April 2003
Possibilities and Inspiration:
ASJA's upcoming conference and new Web site
By Jim Morrison
Last year, ASJA's annual conference at the Grand Hyatt in Manhattan was the most successful in our history, attracting a sold-out crowd of 700 writers for the main Saturday sessions. But you won't find us sitting back and taking it easy if you attend this year's conference from May 2-4.
We've made several changes we hope will make those days even more valuable, as well as less frenzied and crowded.
Once again, we have a wide variety of panels headlined by successful writers and editors. On Saturday, for instance, you can sit down for a discussion on business journalism featuring James Surowiecki, the finance columnist of The New Yorker, and Rick Green, the deputy business editor of Newsweek. Or you can hear Burkhard Bilger, a senior editor at Discover, and Pulitzer Prize winner Jonathan Weiner discuss writing exotic stories from exotic locales. And those two panels occur in just the first hour.
The conference includes editors from Good Housekeeping, Gourmet, House Beautiful, Men's Health, Self, Simon & Schuster, Houghton Mifflin, The American Lawyer, AARP: The Magazine, Metropolitan Home, TV Guide, Glamour, Esquire, The New Yorker and Premiere. But we don't just rely on editors to tell you how to thrive in today's market. You'll hear from a variety of writers, including a handful who crack the six-figure mark in income annually.
At lunch, Barbara Ehrenreich, author of the bestseller, Nickel and Dimed: On (Not) Getting By in America, will add a little spice to the meal. (For the complete list of Saturday panels, go to www.asja.org/wc/2003/2003sat.php.
Don't think the conference stops with drinks and a raffle on Saturday night. We'll also offer seminars in writing essays, memoirs, queries and book proposals during smaller, more intimate Sunday sessions. Staying another day may cost you a hotel room, but just one sale resulting from any of those sessions will make it a wise investment. For more about the Sunday sessions, go to www.asja.org/wc/2003/2003sun.php.

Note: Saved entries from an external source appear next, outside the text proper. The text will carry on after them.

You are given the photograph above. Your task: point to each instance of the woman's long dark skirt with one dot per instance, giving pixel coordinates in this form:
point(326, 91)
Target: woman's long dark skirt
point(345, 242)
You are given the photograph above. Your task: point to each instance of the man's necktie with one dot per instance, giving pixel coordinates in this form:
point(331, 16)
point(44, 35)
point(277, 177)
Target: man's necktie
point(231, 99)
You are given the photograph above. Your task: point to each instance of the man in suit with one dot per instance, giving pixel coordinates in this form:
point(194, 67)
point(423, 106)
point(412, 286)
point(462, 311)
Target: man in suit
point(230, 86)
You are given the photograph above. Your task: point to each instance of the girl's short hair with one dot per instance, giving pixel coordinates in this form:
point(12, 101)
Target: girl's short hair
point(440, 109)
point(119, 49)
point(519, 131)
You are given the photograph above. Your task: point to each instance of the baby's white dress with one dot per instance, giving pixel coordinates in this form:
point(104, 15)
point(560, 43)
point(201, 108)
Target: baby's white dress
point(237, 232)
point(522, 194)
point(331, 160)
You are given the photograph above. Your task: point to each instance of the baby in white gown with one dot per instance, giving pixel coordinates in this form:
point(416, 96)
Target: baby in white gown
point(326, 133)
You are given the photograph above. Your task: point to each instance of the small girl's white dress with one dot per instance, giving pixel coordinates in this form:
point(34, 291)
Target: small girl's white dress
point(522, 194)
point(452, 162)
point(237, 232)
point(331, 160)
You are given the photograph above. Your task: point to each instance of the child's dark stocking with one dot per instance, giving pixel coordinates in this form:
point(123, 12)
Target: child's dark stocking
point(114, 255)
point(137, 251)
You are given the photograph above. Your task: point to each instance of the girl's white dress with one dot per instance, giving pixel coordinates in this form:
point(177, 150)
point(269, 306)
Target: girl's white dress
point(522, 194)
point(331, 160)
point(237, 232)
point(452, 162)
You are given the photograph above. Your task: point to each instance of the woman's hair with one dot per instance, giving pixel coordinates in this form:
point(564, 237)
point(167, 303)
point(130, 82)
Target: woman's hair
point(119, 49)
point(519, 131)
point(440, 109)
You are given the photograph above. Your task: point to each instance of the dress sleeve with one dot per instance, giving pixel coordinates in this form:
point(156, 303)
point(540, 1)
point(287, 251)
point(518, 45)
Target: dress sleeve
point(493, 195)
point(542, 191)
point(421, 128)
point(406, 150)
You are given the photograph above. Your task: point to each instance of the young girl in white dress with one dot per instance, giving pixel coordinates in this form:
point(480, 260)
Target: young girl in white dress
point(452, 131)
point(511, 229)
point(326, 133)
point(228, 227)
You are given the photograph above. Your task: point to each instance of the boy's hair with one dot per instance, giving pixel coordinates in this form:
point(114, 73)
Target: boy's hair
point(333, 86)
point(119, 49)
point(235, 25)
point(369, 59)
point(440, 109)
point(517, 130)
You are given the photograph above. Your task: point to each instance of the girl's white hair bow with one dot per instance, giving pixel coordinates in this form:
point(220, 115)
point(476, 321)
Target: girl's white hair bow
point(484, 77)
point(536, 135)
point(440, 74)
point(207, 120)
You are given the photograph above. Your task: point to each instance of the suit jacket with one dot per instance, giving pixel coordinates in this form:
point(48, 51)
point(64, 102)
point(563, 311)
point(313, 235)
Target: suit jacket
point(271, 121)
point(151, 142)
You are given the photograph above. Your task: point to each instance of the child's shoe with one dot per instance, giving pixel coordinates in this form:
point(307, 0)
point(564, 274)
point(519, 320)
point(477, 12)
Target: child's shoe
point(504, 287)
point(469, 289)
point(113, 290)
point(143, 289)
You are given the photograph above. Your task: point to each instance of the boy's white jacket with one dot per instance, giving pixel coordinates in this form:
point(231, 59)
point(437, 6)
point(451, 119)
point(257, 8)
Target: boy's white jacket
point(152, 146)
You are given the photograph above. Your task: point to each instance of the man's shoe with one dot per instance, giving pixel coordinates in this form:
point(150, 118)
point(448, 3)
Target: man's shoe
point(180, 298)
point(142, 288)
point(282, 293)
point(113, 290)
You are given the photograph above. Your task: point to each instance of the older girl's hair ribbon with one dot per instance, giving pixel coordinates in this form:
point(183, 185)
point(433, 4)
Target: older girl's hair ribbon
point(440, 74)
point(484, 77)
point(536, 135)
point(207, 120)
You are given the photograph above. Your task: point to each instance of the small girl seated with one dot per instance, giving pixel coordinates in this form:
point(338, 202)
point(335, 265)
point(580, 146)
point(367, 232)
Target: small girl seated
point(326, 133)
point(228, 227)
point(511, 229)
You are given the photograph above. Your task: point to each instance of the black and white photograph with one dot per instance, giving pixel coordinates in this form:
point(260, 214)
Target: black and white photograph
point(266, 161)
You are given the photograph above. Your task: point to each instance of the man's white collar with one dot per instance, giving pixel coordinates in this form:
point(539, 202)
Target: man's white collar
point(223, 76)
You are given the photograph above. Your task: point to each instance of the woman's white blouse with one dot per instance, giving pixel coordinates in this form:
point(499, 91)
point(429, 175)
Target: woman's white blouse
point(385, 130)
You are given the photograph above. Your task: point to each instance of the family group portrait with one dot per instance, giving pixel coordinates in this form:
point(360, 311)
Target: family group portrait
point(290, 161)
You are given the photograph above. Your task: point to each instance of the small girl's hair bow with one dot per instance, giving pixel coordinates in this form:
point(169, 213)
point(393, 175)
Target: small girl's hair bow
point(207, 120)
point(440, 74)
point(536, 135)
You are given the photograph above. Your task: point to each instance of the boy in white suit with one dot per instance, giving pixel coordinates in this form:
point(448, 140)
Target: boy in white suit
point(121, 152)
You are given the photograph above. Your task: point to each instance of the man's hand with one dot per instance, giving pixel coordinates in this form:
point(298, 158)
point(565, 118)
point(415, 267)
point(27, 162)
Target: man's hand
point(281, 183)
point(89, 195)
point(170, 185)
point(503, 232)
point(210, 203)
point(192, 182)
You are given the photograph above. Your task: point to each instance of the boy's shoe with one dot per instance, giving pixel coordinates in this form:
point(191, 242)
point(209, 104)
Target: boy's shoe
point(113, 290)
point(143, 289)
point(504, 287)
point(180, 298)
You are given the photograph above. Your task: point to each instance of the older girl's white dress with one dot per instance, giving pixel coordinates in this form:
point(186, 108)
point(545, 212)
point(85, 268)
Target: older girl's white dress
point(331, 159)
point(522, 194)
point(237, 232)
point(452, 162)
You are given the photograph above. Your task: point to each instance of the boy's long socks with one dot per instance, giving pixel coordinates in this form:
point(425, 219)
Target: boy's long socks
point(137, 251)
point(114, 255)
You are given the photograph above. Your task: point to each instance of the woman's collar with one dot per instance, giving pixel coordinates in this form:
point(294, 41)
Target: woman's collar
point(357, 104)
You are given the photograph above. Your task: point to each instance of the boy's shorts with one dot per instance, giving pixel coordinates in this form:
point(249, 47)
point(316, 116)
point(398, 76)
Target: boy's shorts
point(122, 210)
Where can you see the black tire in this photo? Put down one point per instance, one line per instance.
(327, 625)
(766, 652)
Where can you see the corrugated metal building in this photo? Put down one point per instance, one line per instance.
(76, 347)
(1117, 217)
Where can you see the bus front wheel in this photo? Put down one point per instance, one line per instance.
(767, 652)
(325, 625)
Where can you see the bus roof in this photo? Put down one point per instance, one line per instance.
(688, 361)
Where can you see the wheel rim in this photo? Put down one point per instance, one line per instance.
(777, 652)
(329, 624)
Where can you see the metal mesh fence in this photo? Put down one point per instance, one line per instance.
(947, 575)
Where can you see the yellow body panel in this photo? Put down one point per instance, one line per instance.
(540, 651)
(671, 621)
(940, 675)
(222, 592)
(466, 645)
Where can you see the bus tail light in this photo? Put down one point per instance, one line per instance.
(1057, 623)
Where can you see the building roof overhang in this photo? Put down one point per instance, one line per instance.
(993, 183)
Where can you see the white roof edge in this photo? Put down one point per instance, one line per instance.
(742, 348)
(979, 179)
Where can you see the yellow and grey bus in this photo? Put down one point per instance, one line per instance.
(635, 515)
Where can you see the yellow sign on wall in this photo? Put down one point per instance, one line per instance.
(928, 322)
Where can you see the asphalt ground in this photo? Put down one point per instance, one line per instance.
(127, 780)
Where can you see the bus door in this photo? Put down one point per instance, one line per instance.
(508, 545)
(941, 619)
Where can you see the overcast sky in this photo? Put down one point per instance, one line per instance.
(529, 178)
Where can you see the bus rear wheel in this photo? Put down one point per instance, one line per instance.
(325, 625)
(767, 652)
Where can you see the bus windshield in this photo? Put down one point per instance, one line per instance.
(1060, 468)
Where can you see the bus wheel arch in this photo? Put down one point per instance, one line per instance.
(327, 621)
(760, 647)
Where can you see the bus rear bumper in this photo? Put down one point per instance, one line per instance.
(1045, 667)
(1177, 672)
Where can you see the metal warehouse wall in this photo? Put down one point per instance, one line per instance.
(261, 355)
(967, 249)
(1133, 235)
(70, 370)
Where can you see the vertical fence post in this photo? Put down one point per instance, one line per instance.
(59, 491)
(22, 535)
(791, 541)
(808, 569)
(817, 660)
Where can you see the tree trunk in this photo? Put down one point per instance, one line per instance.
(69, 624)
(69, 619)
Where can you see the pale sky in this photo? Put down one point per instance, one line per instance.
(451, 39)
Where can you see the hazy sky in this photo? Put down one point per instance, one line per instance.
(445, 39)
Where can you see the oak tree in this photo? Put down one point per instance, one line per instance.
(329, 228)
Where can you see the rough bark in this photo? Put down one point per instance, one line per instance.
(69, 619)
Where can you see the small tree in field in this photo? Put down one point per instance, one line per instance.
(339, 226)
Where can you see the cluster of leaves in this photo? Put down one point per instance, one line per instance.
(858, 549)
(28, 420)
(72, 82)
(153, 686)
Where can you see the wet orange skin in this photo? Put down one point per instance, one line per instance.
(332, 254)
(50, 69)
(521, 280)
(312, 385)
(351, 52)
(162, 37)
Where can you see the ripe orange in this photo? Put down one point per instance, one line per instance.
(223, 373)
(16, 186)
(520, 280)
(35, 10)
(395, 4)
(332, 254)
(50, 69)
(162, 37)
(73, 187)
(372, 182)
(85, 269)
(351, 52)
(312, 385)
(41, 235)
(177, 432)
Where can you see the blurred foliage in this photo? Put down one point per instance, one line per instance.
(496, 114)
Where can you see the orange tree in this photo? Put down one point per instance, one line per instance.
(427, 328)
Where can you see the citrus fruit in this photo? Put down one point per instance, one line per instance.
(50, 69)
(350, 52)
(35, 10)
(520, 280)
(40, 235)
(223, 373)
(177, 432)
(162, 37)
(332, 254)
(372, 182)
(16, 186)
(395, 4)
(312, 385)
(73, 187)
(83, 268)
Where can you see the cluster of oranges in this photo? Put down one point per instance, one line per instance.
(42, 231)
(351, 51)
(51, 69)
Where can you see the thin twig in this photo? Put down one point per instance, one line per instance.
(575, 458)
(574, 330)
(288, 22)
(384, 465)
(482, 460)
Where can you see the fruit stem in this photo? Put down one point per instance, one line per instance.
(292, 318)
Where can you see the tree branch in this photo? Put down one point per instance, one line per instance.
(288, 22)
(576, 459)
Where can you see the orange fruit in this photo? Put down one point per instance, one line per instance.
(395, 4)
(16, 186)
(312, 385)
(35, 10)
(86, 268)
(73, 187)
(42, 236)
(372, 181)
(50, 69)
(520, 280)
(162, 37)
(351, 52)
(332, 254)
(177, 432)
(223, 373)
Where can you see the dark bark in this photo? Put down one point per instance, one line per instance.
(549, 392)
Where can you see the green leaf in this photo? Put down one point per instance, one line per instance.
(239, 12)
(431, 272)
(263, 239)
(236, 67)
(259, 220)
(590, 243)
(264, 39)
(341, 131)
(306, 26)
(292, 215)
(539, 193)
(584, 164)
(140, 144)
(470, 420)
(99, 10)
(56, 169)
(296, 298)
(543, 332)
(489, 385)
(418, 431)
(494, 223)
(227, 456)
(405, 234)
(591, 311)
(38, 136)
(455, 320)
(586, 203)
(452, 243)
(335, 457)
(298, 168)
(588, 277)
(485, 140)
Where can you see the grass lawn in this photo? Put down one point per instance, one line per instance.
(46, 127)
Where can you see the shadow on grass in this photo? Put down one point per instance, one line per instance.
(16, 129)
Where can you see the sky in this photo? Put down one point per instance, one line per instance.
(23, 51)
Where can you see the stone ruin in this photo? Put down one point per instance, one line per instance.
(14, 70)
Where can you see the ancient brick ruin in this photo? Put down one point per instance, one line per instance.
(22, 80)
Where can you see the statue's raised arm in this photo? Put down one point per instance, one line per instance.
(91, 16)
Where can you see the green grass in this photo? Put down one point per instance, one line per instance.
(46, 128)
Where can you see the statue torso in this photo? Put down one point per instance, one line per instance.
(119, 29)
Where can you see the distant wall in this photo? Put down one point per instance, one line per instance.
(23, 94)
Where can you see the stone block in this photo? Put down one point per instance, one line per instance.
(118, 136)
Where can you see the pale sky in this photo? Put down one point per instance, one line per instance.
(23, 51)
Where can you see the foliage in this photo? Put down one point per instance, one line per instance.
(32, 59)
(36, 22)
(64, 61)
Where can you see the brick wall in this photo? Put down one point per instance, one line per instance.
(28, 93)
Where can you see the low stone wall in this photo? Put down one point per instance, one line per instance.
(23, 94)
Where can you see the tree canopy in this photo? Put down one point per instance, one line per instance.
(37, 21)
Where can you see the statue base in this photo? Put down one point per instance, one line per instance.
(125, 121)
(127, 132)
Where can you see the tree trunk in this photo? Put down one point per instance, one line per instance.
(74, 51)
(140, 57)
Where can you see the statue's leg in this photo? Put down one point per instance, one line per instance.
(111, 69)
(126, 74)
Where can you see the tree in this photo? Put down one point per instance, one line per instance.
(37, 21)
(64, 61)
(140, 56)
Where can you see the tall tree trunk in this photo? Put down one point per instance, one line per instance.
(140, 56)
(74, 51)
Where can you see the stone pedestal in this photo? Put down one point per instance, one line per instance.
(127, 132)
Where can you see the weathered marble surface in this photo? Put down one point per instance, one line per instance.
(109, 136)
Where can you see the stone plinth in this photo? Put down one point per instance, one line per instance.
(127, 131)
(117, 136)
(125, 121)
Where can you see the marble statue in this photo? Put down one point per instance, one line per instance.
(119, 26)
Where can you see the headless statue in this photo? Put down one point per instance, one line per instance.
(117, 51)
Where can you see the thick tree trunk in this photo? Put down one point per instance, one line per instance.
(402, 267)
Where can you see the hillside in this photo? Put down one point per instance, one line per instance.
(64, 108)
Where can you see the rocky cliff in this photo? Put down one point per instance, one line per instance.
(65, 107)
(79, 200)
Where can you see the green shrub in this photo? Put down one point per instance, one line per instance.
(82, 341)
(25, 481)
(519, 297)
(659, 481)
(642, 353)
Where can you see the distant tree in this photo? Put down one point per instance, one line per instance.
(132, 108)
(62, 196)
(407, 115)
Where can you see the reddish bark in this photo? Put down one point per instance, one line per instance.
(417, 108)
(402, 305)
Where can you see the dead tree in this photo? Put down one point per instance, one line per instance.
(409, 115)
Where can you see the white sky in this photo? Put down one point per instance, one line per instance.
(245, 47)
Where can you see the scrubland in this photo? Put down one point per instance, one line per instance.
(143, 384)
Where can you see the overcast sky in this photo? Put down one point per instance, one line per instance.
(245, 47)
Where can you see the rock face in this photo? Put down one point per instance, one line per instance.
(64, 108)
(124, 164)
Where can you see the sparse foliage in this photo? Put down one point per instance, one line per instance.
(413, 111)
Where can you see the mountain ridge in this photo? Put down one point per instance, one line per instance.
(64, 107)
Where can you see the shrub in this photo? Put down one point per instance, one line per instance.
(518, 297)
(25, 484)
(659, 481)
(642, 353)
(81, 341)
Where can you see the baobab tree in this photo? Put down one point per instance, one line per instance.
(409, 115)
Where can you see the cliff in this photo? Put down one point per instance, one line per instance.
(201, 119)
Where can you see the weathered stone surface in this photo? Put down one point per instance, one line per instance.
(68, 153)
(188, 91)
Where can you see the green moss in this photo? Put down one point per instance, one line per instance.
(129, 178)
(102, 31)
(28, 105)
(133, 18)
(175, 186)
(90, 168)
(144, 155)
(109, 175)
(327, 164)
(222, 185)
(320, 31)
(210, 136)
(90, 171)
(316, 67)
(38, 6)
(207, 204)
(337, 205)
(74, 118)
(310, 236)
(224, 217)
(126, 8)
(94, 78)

For the first time this year, we're also offering a new benefit at no extra cost, something we call "The Idea Marketplace." During the day, writers and editors will be able to browse tables set up by exhibitors offering information to help them develop story ideas. It's something common at conferences for beat reporters like health and fitness writers, and we think it will help you go back home and match ideas with markets.
That's what the conference ultimately is about—your bottom line. So let's talk dollars and cents return.
Mary Mihaly, an ASJA member from Cleveland, says that every year she has attended she's begun profitable ("fattened my wallet by $1,000-$20,000") relationships with editors based on hearing them at the conference. Last year, she scored a bonus: she met her agent.
Janine Latus met a Woman's Day editor at the conference. The result? More than $6,700 in assignments in the past year. At another panel, she congratulated an editor she knew on her new job. They caught up and the result has been $15,000 in work from More magazine.
Leah Ingram attended the session on literary agents last year on a whim. She was so impressed by one agent, that she introduced herself, then went home and FedExed her latest book proposal. A day later, she had a new agent.
Even more than the dollars, the conference is a sort of two-day Gipper speech. It's a reminder of all the possibilities open to writers as well as an illustration of the good, inspiring work done by our colleagues. As Bob Bittner, who came in from Michigan last year, says, "This shot in the arm is powerful—and ultimately a major factor in whatever freelancing success I have."
On another note, let me encourage you to check out ASJA's redesigned Web site. There is a remarkable wealth of information there for members as well as non-members.
For members, of course, there is also the new ASJA online forum, that you can access either on the Web or through an e-mail list. As I write this, the forum has been operating for about two months and it's proven to be an efficient place to ask questions and offer advice.
The Books Forum already has more than 700 messages on topics as diverse as developing a national platform, pushing your publisher's PR department to work for you and writing a book proposal. In the Magazine and Newspaper Writing forum, there are more than 1,500 messages about everything conceivable, including markets as diverse as USA Weekend, The Atlantic Monthly, Lifetime, American Way, AARP: The Magazine and Maxim. And in The Writing Life Forum, the topics range from fellowships to database software to the question of who owns the rights to an interview.
It's available only to members. For more information, go to www.asja.org/members/forum/forum.php.
I hope I see you on the Forum. Stop by one of the interest areas or cruise into the Inside ASJA section and tell us what we're doing that you like—and don't like.
And if I don't see you online, I hope we can share a drink after the conference in May.
Jim Morrison, of Norfolk, Virginia, is president of ASJA.